I told the person i got her from and he said he would give me another baby if i wanted.
I think im going to take him up on his offer, as i only had Latte for like a week. But i miss her so much  She was such a good little hedgie....its not fair. 

i im sad...


----------



## funkybee (Mar 27, 2009)

OMG I am so sorry for your loss


----------



## LizardGirl (Aug 25, 2008)

Oh my gosh, that was so unexpected! I am very very sorry.  

Have you considered (if it isn't too late) having a necropsy done, to see why she died? That would be a good thing to know and to let the breeder know, for sure. 

I'm terribly sorry you lost her so soon.


----------



## Shelbys Mom (Mar 27, 2009)

Oh my  
I am so sorry for your loss!
I would take the breeder up and get another hedgie. Although it would never replace sweet little Latte.
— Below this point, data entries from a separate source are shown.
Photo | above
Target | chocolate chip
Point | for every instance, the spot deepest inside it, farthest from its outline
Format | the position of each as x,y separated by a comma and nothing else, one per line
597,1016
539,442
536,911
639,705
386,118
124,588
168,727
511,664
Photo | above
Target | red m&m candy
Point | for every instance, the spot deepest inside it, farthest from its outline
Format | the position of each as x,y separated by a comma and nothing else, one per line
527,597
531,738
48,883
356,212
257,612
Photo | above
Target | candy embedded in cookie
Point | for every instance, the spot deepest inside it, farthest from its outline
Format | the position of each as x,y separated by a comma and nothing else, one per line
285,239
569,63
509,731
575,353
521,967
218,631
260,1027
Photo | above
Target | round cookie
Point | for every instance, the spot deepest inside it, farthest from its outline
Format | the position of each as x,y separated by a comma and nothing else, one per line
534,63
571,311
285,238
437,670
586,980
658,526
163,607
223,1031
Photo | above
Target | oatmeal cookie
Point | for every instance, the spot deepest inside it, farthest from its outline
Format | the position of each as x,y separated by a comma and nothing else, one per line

The Albino (Rowena) that I care for sometimes died recently as well. And we have no idea why, She also got diarrhea before she passed.


----------



## shetland (Sep 2, 2008)

I am shocked! The dark sky outside and the rain match this news. That beautiful little baby girl. I'm sure all the hedgies over the bridge are caring for the new baby girl that has joined them. I am so so sorry.


----------



## smhufflepuff (Aug 28, 2008)

Wow... I'm so sorry. It seemed like she just had soft poops one day that posted about... and then, now, no more hedgie. I'm so very sorry.


----------



## Anny (Jul 17, 2009)

I'm so sorry to hear about your little Latte passing.

*Virtual hugs*


----------



## krbshappy71 (Jul 17, 2009)

I am so sorry to hear this! What a shock, hugs to you.


----------



## LarryT (May 12, 2009)

so sorry for your loss  latte was taken to early


----------



## gyaku (Jul 9, 2009)

I am sorry to hear about Latte passing on, every animal is unique in their own way, and sadly Latte was taken while he was still young.
Vitural hug...


----------



## hedgewawa (Apr 25, 2009)

I am also so sorry that your sweet Latte died so suddenly and so soon... Even though you had her for such a short time i am sure she could feel your love.


----------



## Tasha (Feb 24, 2009)

Sending so much love. xxx So, so sorry for your sudden loss. lots of hugs xxx


----------



## Snickers Mom (Aug 31, 2009)

OMG!!!!!! Hun. I am so sorry. I too have had my little Girl Snickers for just two weeks now and she too has had a little diarhhea (sp?) but as everyone was saying I think its just from her new surroundings and diet change. I now am INCREADABLY worried. I dont know if I would be able to get another little one after such a traumatic experience, but I give you so much credit. You will never replace Latte, she will always be missed and always hold that special place in your heart. Having a new little one may help to ease the pain a little with having so much to worry about the new little one, but Im not sure if I could do it. Keep us all informed. *HUGS*


----------



## Ahava (Mar 25, 2009)

Hun, I'm sooooo sorry about Latte!

I hope that you will be okay. There's nothing really to say but I'm sorry for everything. I hope everything will work out for you. <3 <3


----------



## raisinsushi (Jun 13, 2009)

Oh no! I cant believe it! My condolences *hug*


----------